I was a freshman in college. During my second semester, I started dating this guy. Naturally, I couldn’t wait to tell my friends all about him. He was by far the best prospect I’d had (I didn’t have the best track record in high school), so I called one of my friends one afternoon to tell her about him. I was beyond giddy, and considering the fact that she was one of my best friends, I thought she’d be happy for me.
But she wasn’t.
She was critical, unexcited and almost cold. I remember hanging up the phone and feeling like I had just been punched in the gut. There I was, with some big news that should have instigated some much desired giggling and girl talk, but instead, all I felt was disappointment. She had let that feeling of insecurity get the best of her and had unknowingly, hurt her best friend in the process.
I will never, ever forget what that felt like.
Now, don’t get me wrong. I’m not saying that insecurity is easy to handle. It’s so hard to watch someone else get the one thing you want most. I’m not denying that for a second. But let me encourage you, friend. Don’t ever let your insecurity take away an opportunity for you to be excited for other people. There is no greater feeling than to watch someone you love and care for have their dreams become a reality. Don’t let the temptation of insecurity ruin that feeling for you.
My dad has always taught me to live by the Golden Rule. He paraphrased it as, “Treat people the way you want to be treated.” Think about that. Don’t you want your friends to be overjoyed for you when something amazing happens? Don’t you want them to be your biggest fan, always cheering you on? Don’t you want them to stand next to you, giddy with excitement as your dreams finally come true? Of course you do! We all do. And as the Maid of Honor, that’s exactly what I get to do for my friends over the next few months.

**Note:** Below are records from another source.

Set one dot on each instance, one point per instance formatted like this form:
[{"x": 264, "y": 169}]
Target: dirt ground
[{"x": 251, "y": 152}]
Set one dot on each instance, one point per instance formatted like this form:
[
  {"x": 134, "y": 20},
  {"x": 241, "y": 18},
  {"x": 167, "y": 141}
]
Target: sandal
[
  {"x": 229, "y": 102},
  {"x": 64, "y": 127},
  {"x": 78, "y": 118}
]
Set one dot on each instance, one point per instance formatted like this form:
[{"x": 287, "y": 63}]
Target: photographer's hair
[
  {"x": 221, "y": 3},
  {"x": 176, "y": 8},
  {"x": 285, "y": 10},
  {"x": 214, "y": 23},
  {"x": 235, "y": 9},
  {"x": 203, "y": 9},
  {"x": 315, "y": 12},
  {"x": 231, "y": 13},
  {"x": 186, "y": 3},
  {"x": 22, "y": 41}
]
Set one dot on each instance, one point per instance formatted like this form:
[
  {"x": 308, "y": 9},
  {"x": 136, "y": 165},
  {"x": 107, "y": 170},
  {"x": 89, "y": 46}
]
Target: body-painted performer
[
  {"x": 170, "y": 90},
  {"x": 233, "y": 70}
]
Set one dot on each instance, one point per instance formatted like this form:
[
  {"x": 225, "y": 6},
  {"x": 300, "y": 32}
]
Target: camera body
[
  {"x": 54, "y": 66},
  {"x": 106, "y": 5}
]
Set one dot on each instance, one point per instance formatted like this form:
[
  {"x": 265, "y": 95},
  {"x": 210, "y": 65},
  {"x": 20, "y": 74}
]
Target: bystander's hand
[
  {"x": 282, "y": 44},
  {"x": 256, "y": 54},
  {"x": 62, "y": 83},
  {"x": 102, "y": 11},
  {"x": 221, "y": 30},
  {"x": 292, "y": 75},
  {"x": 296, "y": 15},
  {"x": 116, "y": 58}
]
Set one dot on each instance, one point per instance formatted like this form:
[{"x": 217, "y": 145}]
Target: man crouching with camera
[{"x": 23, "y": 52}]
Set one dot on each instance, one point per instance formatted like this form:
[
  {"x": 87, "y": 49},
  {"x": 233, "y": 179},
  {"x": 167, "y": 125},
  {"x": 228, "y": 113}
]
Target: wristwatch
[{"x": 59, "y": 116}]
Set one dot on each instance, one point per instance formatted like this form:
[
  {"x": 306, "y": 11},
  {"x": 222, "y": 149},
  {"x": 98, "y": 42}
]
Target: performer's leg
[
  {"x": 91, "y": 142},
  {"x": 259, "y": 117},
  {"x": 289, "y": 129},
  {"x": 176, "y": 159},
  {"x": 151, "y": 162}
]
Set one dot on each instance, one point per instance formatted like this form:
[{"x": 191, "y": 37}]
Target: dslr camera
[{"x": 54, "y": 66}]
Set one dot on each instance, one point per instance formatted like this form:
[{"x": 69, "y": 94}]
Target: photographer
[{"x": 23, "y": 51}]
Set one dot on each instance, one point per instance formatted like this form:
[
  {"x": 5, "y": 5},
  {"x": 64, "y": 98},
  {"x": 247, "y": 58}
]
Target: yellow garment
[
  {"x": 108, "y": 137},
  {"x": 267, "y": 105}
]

So through every shower, every dress fitting, every bachelorette weekend and every first dance, I will never forget what an honor it is to stand next to my best friends as they each marry the man of their dreams. Not to mention, I get to tell embarrassing stories about them in my speeches. I get to eat my weight in wedding cupcakes. I get to hold their dress up while they pee. And I get the best view in the house to watch them walk down the aisle.
I’ve helped them deal with their frogs, and now, I get to watch them secure their prince. And that’s what puts the “honor” in Maid of Honor.